We have a database dump that is (mostly) in iso-8859-01 or more likely in windows 1252. The database was populated by a web form that encouraged browsers to give us text in these charsets because it's head section included:

<meta http-equiv="Content-Type" content="text/html; charset=iso-8859-1 +">

...and Internet Exploder interprets iso-8859-01 as license to give you Windows 1252

We are converting to utf-8 , becasue it is clearer and better supports non-English characters

The somewhat simplified code is

use Encode qw(from_to); binmode DATA, ':utf8'; my $original=<DATA>; my $converted=$original; from_to($converted,'iso-8859-01','utf-8'); from_to($converted,'utf-8','iso-8859-01'); print $converted eq $original?'round trip ok':'changed'; __DATA__ some chars that in reality aren't all low ascii

Our problem is that our utf-8 output doesn't show up correctly in the terminal.
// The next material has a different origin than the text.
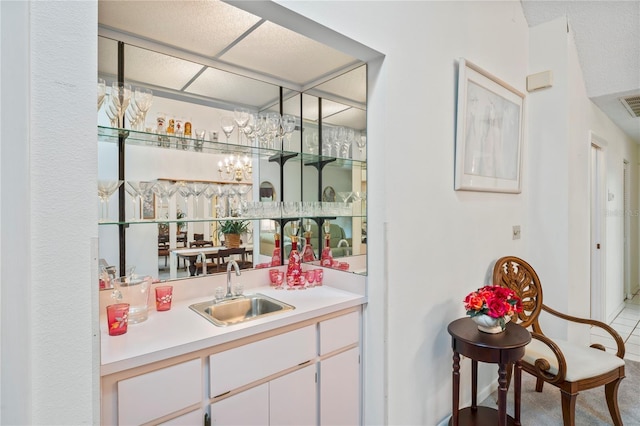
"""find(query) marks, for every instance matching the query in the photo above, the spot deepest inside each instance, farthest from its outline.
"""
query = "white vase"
(489, 324)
As near as we can tell from the  locale command and the Terminal->Set Character encoding menu item in gnome-terminal

For example, some of our converted output in utf8 contains a bunch of 0xC2 and 0xC3 (194 & 195) chars

perl -e 'binmode STDOUT,":utf8"; print chr(0xC2),"\n";'

...Gives a LATIN CAPITAL A WITH CIRCUMFLEX (according to gnome-character-map), which is not in the input.

maybe we don't know what char set the input is in?